Search code examples
c++cunicodeiconv

Issue with ICONV writing BOM if output is platform endian


When choosing UTF-32, for platform dependent endian, libiconv converts correctly but prefixes a 0xfeff BOM to the output stream. This causes some trouble.

When choosing UCS-4, no BOM is written but on my system it converts to 'big endian' which happens to be not the endianness of my system.

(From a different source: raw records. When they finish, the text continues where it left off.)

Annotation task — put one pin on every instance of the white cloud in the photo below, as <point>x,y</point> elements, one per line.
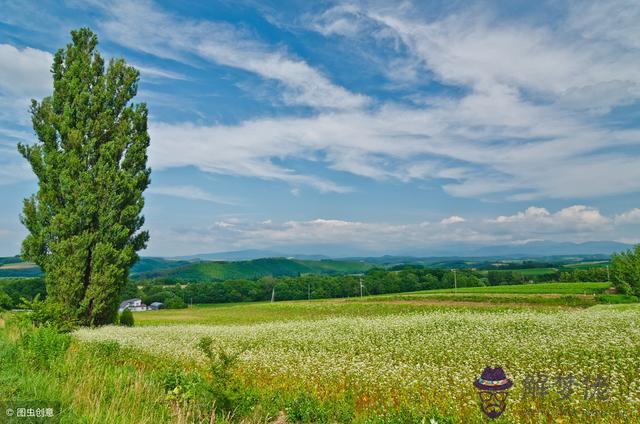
<point>573,219</point>
<point>629,217</point>
<point>145,27</point>
<point>153,73</point>
<point>574,223</point>
<point>25,72</point>
<point>493,141</point>
<point>188,192</point>
<point>454,219</point>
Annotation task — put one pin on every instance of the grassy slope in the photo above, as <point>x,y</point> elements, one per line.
<point>496,298</point>
<point>541,288</point>
<point>99,384</point>
<point>210,271</point>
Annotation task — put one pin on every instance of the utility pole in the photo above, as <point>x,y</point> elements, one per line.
<point>455,282</point>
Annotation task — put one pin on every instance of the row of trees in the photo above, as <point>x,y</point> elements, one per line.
<point>377,281</point>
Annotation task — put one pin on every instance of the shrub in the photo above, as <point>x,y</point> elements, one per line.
<point>616,298</point>
<point>126,318</point>
<point>44,344</point>
<point>48,313</point>
<point>225,390</point>
<point>5,301</point>
<point>625,271</point>
<point>175,303</point>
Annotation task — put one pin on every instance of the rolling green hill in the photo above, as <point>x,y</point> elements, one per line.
<point>212,271</point>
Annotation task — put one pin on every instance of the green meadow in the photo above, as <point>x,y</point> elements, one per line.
<point>376,359</point>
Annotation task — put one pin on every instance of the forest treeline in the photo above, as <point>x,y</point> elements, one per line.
<point>175,293</point>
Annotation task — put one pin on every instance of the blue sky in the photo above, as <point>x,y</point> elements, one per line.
<point>357,127</point>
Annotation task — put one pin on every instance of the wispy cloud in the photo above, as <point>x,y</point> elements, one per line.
<point>145,27</point>
<point>575,223</point>
<point>189,192</point>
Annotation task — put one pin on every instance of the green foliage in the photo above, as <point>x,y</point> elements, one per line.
<point>18,288</point>
<point>90,162</point>
<point>616,298</point>
<point>126,318</point>
<point>53,314</point>
<point>5,301</point>
<point>43,345</point>
<point>625,271</point>
<point>257,268</point>
<point>223,387</point>
<point>130,291</point>
<point>175,303</point>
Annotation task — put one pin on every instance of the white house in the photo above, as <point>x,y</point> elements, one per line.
<point>134,305</point>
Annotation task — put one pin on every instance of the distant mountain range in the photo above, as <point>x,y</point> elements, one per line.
<point>258,263</point>
<point>551,248</point>
<point>246,255</point>
<point>534,248</point>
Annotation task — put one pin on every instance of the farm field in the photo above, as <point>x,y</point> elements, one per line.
<point>383,360</point>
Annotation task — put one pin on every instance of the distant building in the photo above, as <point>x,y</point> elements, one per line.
<point>134,305</point>
<point>155,306</point>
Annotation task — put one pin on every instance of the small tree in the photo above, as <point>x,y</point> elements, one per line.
<point>90,162</point>
<point>126,318</point>
<point>625,271</point>
<point>5,301</point>
<point>174,303</point>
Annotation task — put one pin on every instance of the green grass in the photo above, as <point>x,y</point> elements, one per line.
<point>540,288</point>
<point>211,271</point>
<point>262,312</point>
<point>391,368</point>
<point>502,297</point>
<point>370,360</point>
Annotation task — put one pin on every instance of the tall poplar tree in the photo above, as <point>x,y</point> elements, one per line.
<point>91,164</point>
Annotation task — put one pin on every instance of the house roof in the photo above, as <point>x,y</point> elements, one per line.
<point>128,302</point>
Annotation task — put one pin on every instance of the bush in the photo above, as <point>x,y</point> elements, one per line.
<point>625,271</point>
<point>225,391</point>
<point>175,303</point>
<point>49,313</point>
<point>126,318</point>
<point>616,298</point>
<point>42,345</point>
<point>5,301</point>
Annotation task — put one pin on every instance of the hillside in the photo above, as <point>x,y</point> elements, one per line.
<point>211,271</point>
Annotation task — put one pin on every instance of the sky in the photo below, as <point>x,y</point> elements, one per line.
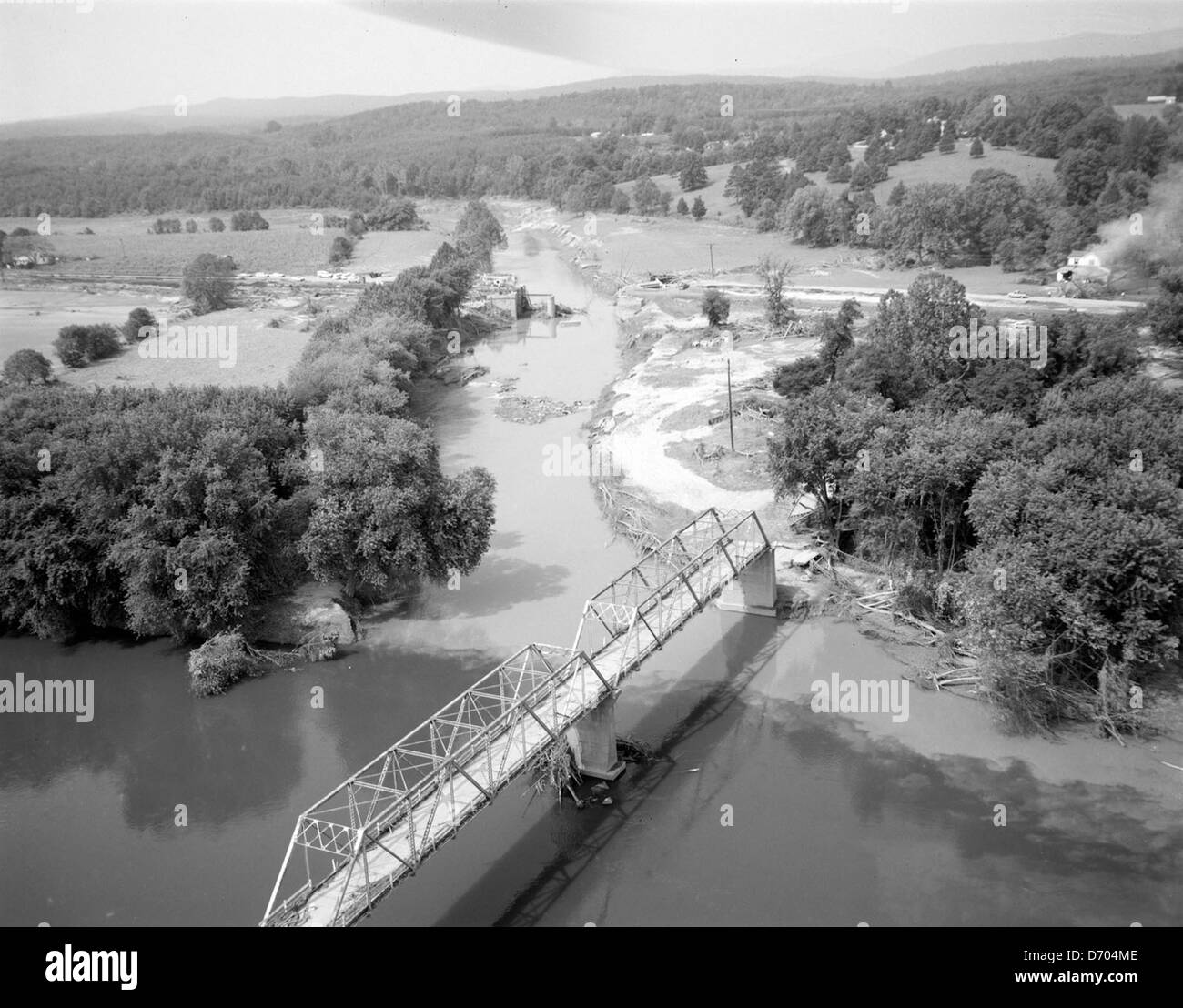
<point>101,55</point>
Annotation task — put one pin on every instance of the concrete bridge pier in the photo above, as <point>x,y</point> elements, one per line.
<point>545,302</point>
<point>592,740</point>
<point>753,590</point>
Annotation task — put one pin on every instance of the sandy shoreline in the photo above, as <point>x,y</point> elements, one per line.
<point>662,401</point>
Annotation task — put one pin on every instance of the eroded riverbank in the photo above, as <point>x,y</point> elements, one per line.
<point>836,818</point>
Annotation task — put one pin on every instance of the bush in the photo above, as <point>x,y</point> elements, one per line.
<point>716,307</point>
<point>77,346</point>
<point>137,319</point>
<point>27,367</point>
<point>342,248</point>
<point>223,660</point>
<point>207,282</point>
<point>397,215</point>
<point>248,220</point>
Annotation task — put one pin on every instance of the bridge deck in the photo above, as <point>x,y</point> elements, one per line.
<point>389,816</point>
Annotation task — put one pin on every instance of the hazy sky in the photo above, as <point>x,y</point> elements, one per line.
<point>91,55</point>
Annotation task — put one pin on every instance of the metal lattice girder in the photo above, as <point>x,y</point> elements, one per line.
<point>379,826</point>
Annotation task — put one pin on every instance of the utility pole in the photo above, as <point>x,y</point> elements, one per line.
<point>732,420</point>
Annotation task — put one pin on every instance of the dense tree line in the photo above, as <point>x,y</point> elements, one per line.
<point>543,148</point>
<point>176,511</point>
<point>1040,505</point>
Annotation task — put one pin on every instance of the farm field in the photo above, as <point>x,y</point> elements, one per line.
<point>638,247</point>
<point>123,245</point>
<point>934,167</point>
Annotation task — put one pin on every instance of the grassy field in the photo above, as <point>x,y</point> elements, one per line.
<point>123,245</point>
<point>933,167</point>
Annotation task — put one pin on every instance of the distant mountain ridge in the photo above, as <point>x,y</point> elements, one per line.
<point>855,66</point>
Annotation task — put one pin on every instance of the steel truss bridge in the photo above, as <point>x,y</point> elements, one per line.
<point>374,830</point>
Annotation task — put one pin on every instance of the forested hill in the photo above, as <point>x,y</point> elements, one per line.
<point>542,146</point>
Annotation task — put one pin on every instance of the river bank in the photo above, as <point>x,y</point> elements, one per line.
<point>662,434</point>
<point>836,818</point>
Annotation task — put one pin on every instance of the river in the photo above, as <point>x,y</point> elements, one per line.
<point>836,819</point>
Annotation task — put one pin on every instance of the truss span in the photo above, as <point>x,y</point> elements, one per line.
<point>373,831</point>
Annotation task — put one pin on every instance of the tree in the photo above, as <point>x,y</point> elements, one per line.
<point>836,336</point>
<point>693,174</point>
<point>385,509</point>
<point>815,449</point>
<point>862,177</point>
<point>804,217</point>
<point>208,282</point>
<point>478,233</point>
<point>27,367</point>
<point>341,251</point>
<point>138,318</point>
<point>765,217</point>
<point>1166,311</point>
<point>395,215</point>
<point>248,220</point>
<point>77,346</point>
<point>774,272</point>
<point>839,170</point>
<point>646,196</point>
<point>716,307</point>
<point>1084,174</point>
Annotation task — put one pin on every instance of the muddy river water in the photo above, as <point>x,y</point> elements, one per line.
<point>834,819</point>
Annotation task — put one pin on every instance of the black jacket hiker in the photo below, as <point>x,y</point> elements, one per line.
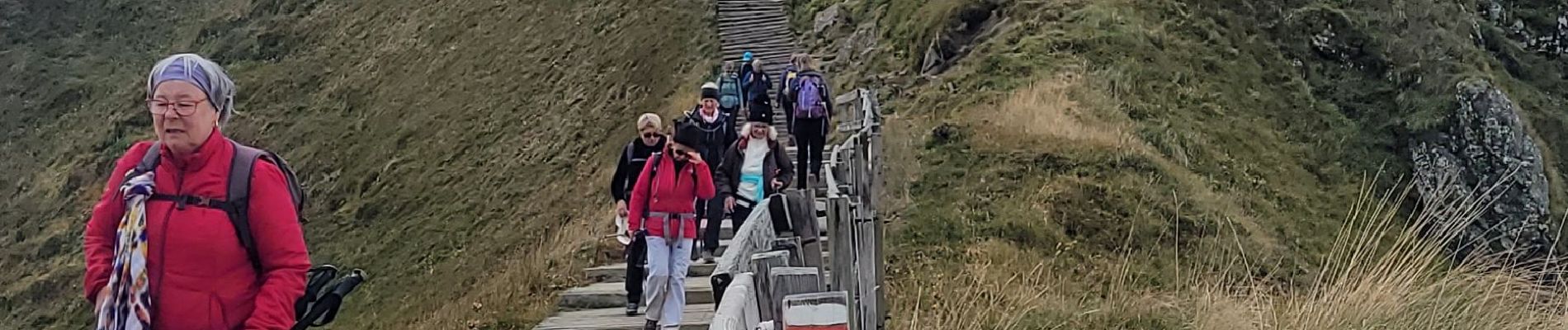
<point>631,165</point>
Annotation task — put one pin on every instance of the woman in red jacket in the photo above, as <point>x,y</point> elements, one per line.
<point>168,265</point>
<point>664,205</point>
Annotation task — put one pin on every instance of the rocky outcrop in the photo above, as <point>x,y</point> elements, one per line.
<point>1548,31</point>
<point>827,17</point>
<point>1484,150</point>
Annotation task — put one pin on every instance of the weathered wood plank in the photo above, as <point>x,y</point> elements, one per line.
<point>695,316</point>
<point>612,295</point>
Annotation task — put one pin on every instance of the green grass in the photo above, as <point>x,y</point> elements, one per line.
<point>1250,143</point>
<point>456,150</point>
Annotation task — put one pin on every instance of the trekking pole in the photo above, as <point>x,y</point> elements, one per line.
<point>325,309</point>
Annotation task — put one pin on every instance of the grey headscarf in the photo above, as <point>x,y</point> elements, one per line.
<point>195,69</point>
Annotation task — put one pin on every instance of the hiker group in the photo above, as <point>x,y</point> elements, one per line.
<point>667,186</point>
<point>195,230</point>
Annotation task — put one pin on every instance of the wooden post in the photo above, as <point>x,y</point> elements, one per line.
<point>763,265</point>
<point>791,280</point>
<point>817,312</point>
<point>739,309</point>
<point>794,248</point>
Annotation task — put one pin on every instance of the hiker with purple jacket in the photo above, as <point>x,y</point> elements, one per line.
<point>810,108</point>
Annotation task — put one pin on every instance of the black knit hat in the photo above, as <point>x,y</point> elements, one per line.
<point>761,111</point>
<point>687,134</point>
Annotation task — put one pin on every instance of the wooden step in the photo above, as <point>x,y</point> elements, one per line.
<point>612,295</point>
<point>616,272</point>
<point>695,316</point>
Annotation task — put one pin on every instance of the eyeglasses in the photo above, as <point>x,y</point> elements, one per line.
<point>182,108</point>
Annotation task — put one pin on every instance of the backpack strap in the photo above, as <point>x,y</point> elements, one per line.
<point>149,162</point>
<point>239,204</point>
<point>653,177</point>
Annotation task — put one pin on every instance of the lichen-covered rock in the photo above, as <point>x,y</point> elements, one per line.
<point>1547,35</point>
<point>1484,149</point>
<point>827,17</point>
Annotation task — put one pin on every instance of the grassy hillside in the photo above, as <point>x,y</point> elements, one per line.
<point>456,149</point>
<point>1092,165</point>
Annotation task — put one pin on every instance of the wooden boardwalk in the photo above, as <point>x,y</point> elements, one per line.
<point>744,26</point>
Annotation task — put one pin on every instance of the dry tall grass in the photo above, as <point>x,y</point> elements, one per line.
<point>1395,274</point>
<point>1386,271</point>
<point>1060,108</point>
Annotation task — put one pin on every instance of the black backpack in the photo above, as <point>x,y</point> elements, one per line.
<point>315,307</point>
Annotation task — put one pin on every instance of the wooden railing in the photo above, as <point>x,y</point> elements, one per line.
<point>853,225</point>
<point>756,284</point>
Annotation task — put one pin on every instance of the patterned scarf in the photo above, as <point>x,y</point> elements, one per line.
<point>125,302</point>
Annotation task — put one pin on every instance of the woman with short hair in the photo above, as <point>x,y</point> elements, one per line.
<point>157,252</point>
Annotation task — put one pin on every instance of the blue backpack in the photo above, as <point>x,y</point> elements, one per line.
<point>810,101</point>
<point>728,91</point>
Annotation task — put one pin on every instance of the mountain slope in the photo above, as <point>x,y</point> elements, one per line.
<point>454,149</point>
<point>1085,165</point>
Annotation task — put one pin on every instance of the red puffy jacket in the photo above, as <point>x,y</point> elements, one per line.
<point>673,191</point>
<point>201,276</point>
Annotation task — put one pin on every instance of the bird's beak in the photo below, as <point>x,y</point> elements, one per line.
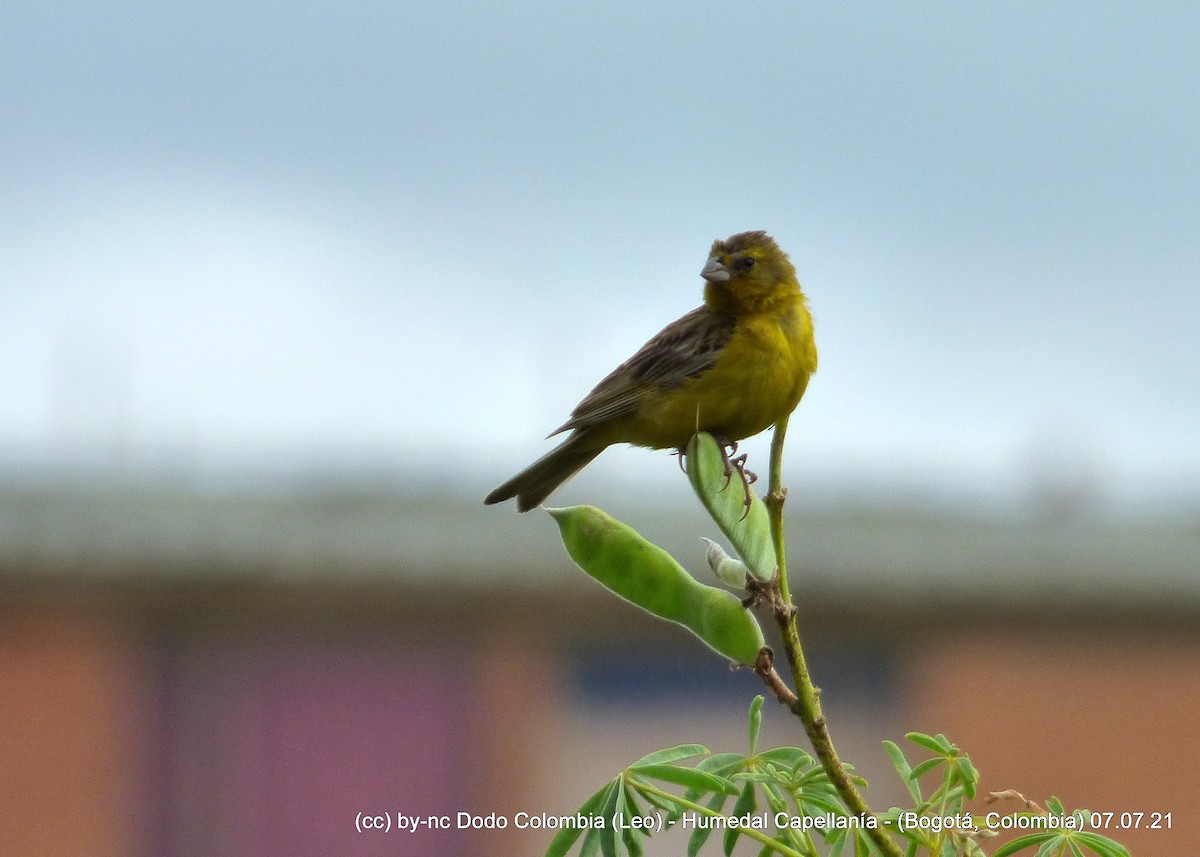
<point>714,271</point>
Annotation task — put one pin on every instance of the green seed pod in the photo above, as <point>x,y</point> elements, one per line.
<point>748,531</point>
<point>643,574</point>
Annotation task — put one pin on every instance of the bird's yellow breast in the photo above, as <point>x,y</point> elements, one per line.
<point>757,379</point>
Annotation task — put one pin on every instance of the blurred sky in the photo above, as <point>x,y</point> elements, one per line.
<point>240,235</point>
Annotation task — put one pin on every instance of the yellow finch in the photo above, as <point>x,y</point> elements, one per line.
<point>732,367</point>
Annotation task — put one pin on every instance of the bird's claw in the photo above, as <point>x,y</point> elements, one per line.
<point>747,477</point>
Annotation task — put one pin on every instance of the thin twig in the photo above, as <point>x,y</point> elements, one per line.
<point>805,702</point>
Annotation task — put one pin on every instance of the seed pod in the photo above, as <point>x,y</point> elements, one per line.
<point>748,531</point>
<point>727,569</point>
<point>643,574</point>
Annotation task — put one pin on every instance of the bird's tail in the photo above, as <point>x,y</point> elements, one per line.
<point>543,477</point>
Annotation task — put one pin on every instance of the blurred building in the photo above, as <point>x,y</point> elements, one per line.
<point>189,672</point>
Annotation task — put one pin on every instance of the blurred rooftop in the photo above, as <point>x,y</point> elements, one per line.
<point>88,535</point>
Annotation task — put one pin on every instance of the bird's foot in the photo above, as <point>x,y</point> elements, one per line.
<point>739,465</point>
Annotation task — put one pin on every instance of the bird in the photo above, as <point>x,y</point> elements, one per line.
<point>733,366</point>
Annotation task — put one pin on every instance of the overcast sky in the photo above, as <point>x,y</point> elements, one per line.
<point>244,234</point>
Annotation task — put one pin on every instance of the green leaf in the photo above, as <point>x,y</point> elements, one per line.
<point>701,834</point>
<point>744,804</point>
<point>927,741</point>
<point>755,721</point>
<point>565,838</point>
<point>791,757</point>
<point>1102,845</point>
<point>748,531</point>
<point>689,778</point>
<point>1023,843</point>
<point>591,846</point>
<point>633,837</point>
<point>970,775</point>
<point>901,765</point>
<point>672,754</point>
<point>927,766</point>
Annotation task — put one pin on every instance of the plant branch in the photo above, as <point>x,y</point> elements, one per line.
<point>805,702</point>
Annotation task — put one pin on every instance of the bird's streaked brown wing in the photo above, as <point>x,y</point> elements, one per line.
<point>681,351</point>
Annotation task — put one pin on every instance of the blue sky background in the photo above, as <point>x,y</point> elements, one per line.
<point>385,238</point>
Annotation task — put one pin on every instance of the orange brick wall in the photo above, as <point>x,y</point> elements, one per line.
<point>67,709</point>
<point>1099,720</point>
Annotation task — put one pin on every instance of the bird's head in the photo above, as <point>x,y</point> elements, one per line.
<point>748,273</point>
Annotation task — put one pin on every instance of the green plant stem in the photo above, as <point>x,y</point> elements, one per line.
<point>805,702</point>
<point>769,841</point>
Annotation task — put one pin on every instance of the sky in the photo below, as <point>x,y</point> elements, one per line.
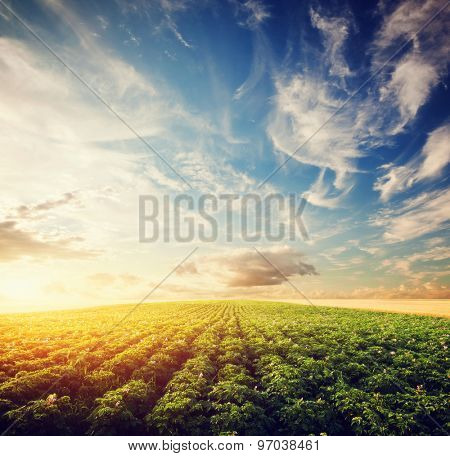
<point>223,91</point>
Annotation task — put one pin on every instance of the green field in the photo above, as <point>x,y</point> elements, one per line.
<point>223,367</point>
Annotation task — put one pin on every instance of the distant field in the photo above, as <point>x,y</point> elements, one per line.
<point>435,307</point>
<point>223,367</point>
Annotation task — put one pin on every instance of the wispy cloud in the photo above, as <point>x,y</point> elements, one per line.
<point>251,13</point>
<point>174,29</point>
<point>415,217</point>
<point>246,268</point>
<point>302,104</point>
<point>16,244</point>
<point>335,32</point>
<point>428,165</point>
<point>413,76</point>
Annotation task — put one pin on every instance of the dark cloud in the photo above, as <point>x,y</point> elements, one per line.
<point>16,243</point>
<point>247,268</point>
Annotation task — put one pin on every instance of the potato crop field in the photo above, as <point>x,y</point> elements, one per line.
<point>223,368</point>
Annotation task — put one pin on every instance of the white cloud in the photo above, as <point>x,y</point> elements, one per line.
<point>410,86</point>
<point>428,165</point>
<point>302,106</point>
<point>416,217</point>
<point>247,268</point>
<point>335,31</point>
<point>173,27</point>
<point>435,153</point>
<point>411,79</point>
<point>252,13</point>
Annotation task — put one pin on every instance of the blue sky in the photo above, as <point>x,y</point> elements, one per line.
<point>225,91</point>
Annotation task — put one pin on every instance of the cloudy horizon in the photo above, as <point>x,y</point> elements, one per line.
<point>225,92</point>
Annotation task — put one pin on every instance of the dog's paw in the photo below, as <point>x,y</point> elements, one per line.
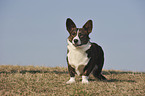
<point>71,80</point>
<point>85,80</point>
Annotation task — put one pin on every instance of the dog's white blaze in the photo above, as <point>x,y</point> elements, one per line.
<point>77,37</point>
<point>77,56</point>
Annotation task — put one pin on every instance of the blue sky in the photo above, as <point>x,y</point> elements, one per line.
<point>33,32</point>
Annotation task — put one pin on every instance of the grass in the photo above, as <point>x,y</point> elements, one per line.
<point>46,81</point>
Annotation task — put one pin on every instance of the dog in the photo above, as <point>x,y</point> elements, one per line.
<point>83,57</point>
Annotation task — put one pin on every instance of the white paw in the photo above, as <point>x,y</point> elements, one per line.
<point>85,80</point>
<point>71,80</point>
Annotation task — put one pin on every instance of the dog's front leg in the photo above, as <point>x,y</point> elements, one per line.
<point>87,71</point>
<point>72,74</point>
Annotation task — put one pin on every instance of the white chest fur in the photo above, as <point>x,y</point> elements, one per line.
<point>77,56</point>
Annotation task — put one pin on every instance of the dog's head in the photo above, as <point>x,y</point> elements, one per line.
<point>78,36</point>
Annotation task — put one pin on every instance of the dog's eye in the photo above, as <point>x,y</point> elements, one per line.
<point>73,33</point>
<point>81,35</point>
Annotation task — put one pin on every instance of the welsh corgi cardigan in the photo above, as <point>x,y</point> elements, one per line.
<point>83,57</point>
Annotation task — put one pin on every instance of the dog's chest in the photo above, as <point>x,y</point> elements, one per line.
<point>77,57</point>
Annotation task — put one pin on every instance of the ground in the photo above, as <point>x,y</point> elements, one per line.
<point>47,81</point>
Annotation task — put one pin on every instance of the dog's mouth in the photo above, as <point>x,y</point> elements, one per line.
<point>77,45</point>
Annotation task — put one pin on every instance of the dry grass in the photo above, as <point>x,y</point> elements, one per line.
<point>46,81</point>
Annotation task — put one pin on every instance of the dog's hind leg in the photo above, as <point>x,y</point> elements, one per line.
<point>97,71</point>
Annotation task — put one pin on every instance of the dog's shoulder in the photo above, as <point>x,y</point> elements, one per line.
<point>95,50</point>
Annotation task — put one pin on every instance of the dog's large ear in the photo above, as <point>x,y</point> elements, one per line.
<point>70,24</point>
<point>88,26</point>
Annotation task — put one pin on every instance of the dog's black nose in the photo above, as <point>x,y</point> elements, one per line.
<point>75,41</point>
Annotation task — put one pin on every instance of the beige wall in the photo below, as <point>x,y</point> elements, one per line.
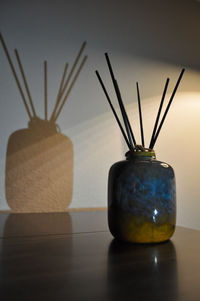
<point>148,41</point>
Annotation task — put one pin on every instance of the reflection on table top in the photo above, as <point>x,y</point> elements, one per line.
<point>72,256</point>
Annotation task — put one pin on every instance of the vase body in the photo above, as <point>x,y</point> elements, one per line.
<point>39,169</point>
<point>141,200</point>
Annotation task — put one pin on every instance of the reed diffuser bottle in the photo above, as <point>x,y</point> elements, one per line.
<point>141,189</point>
<point>141,199</point>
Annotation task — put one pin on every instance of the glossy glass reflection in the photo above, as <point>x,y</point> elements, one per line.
<point>146,270</point>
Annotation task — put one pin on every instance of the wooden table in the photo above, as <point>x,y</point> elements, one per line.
<point>72,256</point>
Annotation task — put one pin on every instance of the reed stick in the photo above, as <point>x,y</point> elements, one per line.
<point>140,115</point>
<point>125,115</point>
<point>58,98</point>
<point>25,82</point>
<point>15,76</point>
<point>159,112</point>
<point>45,92</point>
<point>121,105</point>
<point>70,88</point>
<point>113,110</point>
<point>168,106</point>
<point>67,81</point>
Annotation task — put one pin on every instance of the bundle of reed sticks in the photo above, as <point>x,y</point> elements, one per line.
<point>127,131</point>
<point>63,91</point>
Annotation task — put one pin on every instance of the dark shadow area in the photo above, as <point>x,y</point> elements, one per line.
<point>39,168</point>
<point>31,224</point>
<point>137,271</point>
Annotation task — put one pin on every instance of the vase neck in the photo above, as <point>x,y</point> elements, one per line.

Are there any suggestions how to convert to UTF-32/UCS-4 with the platform-dependent endianess without having the remove the BOM manually?


Solution

  • iconv (both the glibc implementation and the GNU libiconv implementation) support encoding names that specify a fixed endianness:

    • UTF-32LE = UCS-4LE : UCS-4 in little endian flavour, without BOM
    • UTF-32BE = UCS-4BE : UCS-4 in big endian flavour, without BOM
    • UTF-16LE : UTF-16 in little endian flavour, without BOM
    • UTF-16BE : UTF-16 in big endian flavour, without BOM
    • wchar_t (an alias for UCS-4-INTERNAL) : UCS-4 with the platform's endianness and alignment restrictions

    Note that strings in these encodings should better not be transported to other machines, otherwise the lack of a BOM would cause problems.